Build faster and high performing native applications using PGO
I am Ankit Asthana and I am the program manager for the backend C++ compiler. For today’s topic I want to blog about a really cool runtime compiler optimization called Profile Guided Optimization (PGO) (we on the team call it POGO or PGO for short). PGO was initiated by the Visual C and Microsoft Research groups in the late 90’s and primarily focused on Itanium architecture. PGO was eventually shipped as a part of Visual Studio C/C++ 2005 and is today a key optimization providing significant performance boost to Microsoft applications, applications from other companies and, after you read this article, perhaps even your application.
This blog provides guidance on how to build faster and higher performing native applications. First we take a look at PGO, then dive into how you can use PGO to boost the performance of your native application in a few simple steps using a sample application (NBody simulation). Grab the source code (attached) but install the required DirectX SDK first!

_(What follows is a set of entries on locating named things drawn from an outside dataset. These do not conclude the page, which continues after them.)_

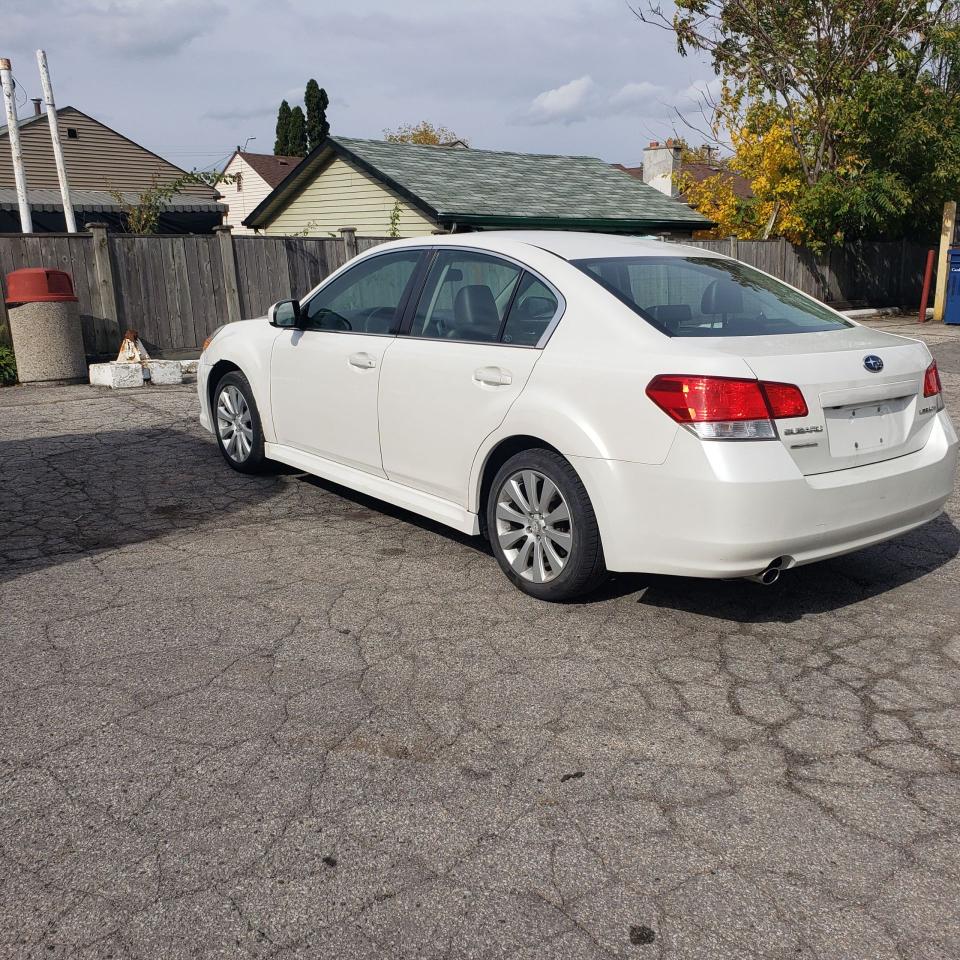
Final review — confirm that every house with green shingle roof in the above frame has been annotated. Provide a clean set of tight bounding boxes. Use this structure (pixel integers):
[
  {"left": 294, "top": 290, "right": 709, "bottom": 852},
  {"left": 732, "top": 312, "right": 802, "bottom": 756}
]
[{"left": 243, "top": 137, "right": 712, "bottom": 237}]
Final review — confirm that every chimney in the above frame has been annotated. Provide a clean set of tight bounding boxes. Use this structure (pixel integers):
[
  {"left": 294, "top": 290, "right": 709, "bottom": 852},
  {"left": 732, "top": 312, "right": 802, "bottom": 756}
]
[{"left": 643, "top": 140, "right": 681, "bottom": 197}]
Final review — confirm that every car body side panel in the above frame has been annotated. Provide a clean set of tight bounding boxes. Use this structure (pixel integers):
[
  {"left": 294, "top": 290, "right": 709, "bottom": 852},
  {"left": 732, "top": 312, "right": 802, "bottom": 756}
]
[{"left": 197, "top": 317, "right": 279, "bottom": 443}]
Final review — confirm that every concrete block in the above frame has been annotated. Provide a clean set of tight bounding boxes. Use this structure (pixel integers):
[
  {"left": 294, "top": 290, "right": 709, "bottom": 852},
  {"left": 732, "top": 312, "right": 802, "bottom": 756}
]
[
  {"left": 147, "top": 360, "right": 183, "bottom": 387},
  {"left": 90, "top": 360, "right": 143, "bottom": 390}
]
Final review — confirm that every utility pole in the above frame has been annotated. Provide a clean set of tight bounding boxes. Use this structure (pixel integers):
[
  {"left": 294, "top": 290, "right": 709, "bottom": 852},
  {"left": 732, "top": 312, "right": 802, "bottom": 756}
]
[
  {"left": 0, "top": 57, "right": 33, "bottom": 233},
  {"left": 37, "top": 50, "right": 77, "bottom": 233}
]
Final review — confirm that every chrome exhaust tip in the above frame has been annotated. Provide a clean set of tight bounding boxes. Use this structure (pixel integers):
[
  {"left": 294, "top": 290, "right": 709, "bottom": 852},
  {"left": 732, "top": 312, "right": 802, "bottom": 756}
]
[{"left": 746, "top": 557, "right": 783, "bottom": 587}]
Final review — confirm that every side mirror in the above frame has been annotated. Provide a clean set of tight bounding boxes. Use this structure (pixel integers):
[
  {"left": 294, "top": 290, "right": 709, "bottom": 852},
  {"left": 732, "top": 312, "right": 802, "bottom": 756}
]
[{"left": 267, "top": 300, "right": 300, "bottom": 330}]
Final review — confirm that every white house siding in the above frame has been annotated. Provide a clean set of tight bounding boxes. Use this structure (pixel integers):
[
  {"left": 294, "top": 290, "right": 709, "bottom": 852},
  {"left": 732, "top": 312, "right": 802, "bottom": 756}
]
[
  {"left": 263, "top": 157, "right": 436, "bottom": 237},
  {"left": 217, "top": 154, "right": 273, "bottom": 235}
]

Building Faster Native Applications
Traditional compilers perform optimizations based on static source files. That is, they analyze the text of the source file, but use no knowledge about potential user input that is not directly obtainable from the source code. For example, take a look at the following pseudo-code:
Textbox 1: Sample Code Snippets
When compiling whichBranchIsTaken function the compiler does not know how often ‘a < b’ and how many times the ‘if branch’ is taken (i.e no knowledge about branch prediction). When compiling the devirtualization and switchCaseExpansion functions the compiler knows very little about typical values of *p (prevents devirtualization optimization) and i (prevents switch expansion optimization). These issues are further magnified when these snippets are present in different source modules (i.e. different object files) as traditional compilation options do not optimize across source module boundaries.
The basic compiler and linker model is not particularly bad but it misses two major opportunities for optimization. First, it does not exploit information that it could gain from analyzing all source files together as traditional compilers only optimize a single object file. Second, it does not make any optimizations based upon expected/profiled behavior of the application. The first opportunity can be leveraged and fixed by using the (/GL) compiler switch or the (/LTCG) linker switch which performs whole program optimization and is a prerequisite for being able to PGO’ize an application. Once whole program optimization has been enabled you are then ready to PGO’ize your application. So let us now really get into what PGO is all about.
PGO is a runtime compiler optimization which leverages profile data collected from running important or performance centric user scenarios to build an optimized version of the application. PGO optimizations have some significant advantage over traditional static optimizations as they are based upon how the application is likely to perform in a production environment which allow the optimizer to optimize for speed for hotter code paths (common user scenarios) and optimize for size for colder code paths (not so common user scenarios) resulting in generating faster and smaller code for the application attributing to significant performance gains.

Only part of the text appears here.